Many of us thought going makeup-free during quarantine would be good for our skin, but some of us might actually be wrestling with unpredictable skin issues during self-isolation. During this time when you can’t go to your favourite spa or doctor to air your skin grievances, here’s some help from Dr Low Chai Ling, founder of the SW1 Clinic and SW1 Spa.

ACNE WOES

Dr Low says that there are many reasons why your skin might be showing signs of stress normally. During self-isolation, a sudden change to your normal routine may be to blame. If you are experiencing new or more breakouts now, it could be a good time to look at your skincare regime.

“Stress and changes in our diet during a pandemic can affect our skin. Our body increases production of cortisol, a stress hormone, which results in increased oil production. You could also be stress-eating your way through self-isolation, or eating more processed, junk food, or perhaps you have had to change from a non-dairy to some dairy in your diet.” Says Dr Low.

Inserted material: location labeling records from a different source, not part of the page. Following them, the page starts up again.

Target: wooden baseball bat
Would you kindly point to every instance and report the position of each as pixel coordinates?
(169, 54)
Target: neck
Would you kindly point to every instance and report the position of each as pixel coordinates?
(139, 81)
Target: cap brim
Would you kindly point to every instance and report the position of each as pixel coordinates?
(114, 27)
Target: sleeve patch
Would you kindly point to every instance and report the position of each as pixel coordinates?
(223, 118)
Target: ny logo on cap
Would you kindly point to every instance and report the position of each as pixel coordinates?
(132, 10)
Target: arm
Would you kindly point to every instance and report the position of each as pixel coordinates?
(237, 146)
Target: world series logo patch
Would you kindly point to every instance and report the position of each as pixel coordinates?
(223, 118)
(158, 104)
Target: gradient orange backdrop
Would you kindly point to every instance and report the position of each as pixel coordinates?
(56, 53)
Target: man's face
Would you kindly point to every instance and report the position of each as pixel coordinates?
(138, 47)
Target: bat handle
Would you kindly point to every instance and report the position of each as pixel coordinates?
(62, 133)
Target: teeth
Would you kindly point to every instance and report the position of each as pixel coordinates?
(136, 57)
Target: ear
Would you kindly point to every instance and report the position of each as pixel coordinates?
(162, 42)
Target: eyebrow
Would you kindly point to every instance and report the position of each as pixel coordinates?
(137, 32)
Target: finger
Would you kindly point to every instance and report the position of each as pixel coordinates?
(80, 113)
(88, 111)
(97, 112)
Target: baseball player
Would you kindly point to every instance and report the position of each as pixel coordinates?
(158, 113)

She suggests cleansing oily skin twice a day with an acid face wash, such as Skin Laundry III which contains three acids – salicylic acid, glycolic acid, and lactic acid, and to add on a salicylic acid to dissolve oily plugs in the pores, such as Sapphire serum or Sapphire Peel.

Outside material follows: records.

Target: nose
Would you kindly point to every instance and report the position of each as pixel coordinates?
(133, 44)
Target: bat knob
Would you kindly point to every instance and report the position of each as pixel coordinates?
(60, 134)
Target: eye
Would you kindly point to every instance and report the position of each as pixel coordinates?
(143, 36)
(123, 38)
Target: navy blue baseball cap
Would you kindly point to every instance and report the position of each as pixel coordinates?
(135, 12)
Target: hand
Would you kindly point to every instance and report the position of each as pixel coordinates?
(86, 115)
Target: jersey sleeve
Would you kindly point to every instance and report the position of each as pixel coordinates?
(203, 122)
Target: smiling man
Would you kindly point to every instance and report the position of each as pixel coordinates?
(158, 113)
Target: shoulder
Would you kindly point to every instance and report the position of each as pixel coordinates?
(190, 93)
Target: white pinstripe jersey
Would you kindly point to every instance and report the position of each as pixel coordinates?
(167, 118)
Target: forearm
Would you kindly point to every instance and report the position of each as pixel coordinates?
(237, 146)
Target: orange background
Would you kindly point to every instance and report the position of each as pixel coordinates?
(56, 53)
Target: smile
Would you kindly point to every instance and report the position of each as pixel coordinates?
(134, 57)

Skin Laundry III. A gentle acne or anti-grease wash for normal to oily skin.

 

DULL SKIN TEXTURE

You are definitely not the only one wondering where the glow went. Dr Low suggests using a gentle exfoliant to tide you through this dull period. You can opt for milder daily chemical exfoliants such as sustained release glycolic acid serum Sleep Mode (which also works its gentle magic on fine lines and pigmentation), or once-weekly physical exfoliants such a scrubs like Crystal Healing Scrub. For a quick brightening fix just before your next Zoom meeting perhaps, try the Oxygen Facial Purifying Mask, which energizes fatigued complexions stat.

Sleep Mode. A skin smoothening glycolic acid serum.

 


DARKENING PIGMENTATION OR REDNESS

If you haven’t been able to try hyperpigmentation-fixing products because you normally live an active lifestyle requiring extensive time under the sun, now could be a good time to try it. Intensive pigment correctors such as Age Defy, Skin Rescue (for post acne hyperpigmentation) and Vitamin C Elixir. Pesky pigmentation woes such as melasma can be treated with White Plasma or the Tranexamic acid ampoule.

Vitamin C Elixir for stubborn sun spots and uneven skin tone.

 

If you are a fan of SW1’s anti-redness treatments like many with sensitive skin or rosacea do but have no access to their pulsed-dye laser during this time, Dr Low suggests trying the Nicotinamide ampoule, also known as Vitamin B3, which soothes redness with its anti-inflammatory properties.

A final word of advice? Dr Low says that if you are starting new products, start slow, especially with exfoliative products so as not to irritate skin.